Delanceyplace.com 11/21/07-Chess

In today's encore excerpt--the game of chess:

"When and how and why was chess invented? The very oldest chess myths point toward its actual origins. One story portrays two successive Indian kings, Hashran and Balhait. The first asked his sage to invent a game symbolizing man's dependence on destiny and fate; he invented nard, the dice-based predecessor to backgammon. The subsequent monarch needed a game which would embrace his belief in free will and intelligence. 'At this time chess was invented,' reads an ancient text, 'which the king preferred to nard, because in this game skill always succeeds against ignorance.
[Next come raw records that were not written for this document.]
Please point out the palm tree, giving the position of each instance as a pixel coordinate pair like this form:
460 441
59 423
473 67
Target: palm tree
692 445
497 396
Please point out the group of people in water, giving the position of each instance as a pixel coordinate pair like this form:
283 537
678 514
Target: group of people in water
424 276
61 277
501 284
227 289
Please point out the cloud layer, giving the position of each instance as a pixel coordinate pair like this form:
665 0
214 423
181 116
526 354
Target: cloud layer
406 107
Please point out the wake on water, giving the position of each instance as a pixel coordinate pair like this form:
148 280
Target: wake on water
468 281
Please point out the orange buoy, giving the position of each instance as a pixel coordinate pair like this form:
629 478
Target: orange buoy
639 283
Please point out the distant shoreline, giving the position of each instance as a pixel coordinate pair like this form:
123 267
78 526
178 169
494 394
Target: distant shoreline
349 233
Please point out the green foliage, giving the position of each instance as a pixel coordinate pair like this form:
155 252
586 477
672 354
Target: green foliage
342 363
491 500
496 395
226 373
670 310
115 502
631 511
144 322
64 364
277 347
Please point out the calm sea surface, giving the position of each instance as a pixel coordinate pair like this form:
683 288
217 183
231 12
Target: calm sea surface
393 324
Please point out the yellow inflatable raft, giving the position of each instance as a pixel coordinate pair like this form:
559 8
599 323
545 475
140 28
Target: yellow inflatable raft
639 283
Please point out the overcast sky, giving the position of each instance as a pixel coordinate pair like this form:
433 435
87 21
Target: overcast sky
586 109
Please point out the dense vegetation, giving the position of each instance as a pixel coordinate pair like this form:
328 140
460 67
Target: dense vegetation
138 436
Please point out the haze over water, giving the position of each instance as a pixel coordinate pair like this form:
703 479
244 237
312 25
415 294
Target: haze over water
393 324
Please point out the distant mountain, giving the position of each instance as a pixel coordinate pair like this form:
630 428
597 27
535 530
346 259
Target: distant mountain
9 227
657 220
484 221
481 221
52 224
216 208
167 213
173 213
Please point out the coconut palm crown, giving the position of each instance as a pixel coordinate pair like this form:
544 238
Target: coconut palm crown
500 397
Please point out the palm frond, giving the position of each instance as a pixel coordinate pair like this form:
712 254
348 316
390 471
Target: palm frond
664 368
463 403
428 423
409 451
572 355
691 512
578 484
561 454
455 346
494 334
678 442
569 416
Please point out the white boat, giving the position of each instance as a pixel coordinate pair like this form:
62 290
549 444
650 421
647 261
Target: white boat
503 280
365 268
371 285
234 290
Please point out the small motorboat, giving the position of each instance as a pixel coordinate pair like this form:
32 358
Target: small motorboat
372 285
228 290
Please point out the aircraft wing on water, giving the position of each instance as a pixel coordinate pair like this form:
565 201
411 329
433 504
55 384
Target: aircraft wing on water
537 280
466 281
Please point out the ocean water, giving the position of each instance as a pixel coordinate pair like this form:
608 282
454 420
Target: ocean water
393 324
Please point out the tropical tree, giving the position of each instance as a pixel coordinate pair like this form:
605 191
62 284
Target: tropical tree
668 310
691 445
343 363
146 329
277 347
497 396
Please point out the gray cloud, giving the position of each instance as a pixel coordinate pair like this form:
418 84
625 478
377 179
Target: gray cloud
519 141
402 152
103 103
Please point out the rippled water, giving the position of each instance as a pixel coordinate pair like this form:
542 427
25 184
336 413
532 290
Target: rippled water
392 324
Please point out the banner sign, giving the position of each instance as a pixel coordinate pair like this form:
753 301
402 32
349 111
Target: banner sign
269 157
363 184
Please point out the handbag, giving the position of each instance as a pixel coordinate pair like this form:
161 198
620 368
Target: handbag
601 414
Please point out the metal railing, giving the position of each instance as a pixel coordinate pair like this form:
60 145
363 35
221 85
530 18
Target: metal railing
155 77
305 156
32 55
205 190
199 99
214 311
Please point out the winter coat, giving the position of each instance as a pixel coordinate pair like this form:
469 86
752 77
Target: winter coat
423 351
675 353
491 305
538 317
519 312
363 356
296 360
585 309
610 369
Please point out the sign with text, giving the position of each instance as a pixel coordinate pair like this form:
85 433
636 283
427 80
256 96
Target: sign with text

He made mathematical calculations on chess, and wrote a book on it ... The game of chess became a school of government and defense; it was consulted in time of war, when military tactics were about to be employed, to study the more or less rapid movement of troops.'

"The game, in reality, was not invented all at once in a fit of inspiration by a single king, general, philosopher, or court wizard. ... After what might have been a century of tinkering, chatrang, the first true version of what we now call chess, finally emerged in Persia (today's Iran) sometime during the fifth or sixth century. ... Each [player's] army was equipped with one King, one Minister (where the Queen now sits), two Elephants (where the Bishops now sit), two Horses, two Ruhks (Persian for Chariot), and eight Foot Soldiers. ...

"The game probably evolved along the famous Silk Road trading routes ... between Delhi, Tehran, Baghdad, Kabul, Kandahar, and China's Xinjiang Province. ... No doubt many other games were invented by the same roving merchants, but there was something different about chatrang. In a critical departure from previous board games, this game contained no dice or other instruments of chance. Skill alone determined the outcome. 'Understanding is the essential weapon' proclaims the ancient Persian poem Chatrang-namak, one of the oldest books mentioning the game. 'Victory is obtained by the intellect.'

"This was a war game, in other words, where ideas were more important and more powerful than luck or brute force. In a world that had been forever defined by chaos and violence, this seemed to be a significant turn."

David Shenk, The Immortal Game, Doubleday, 2006, pp. 16-18.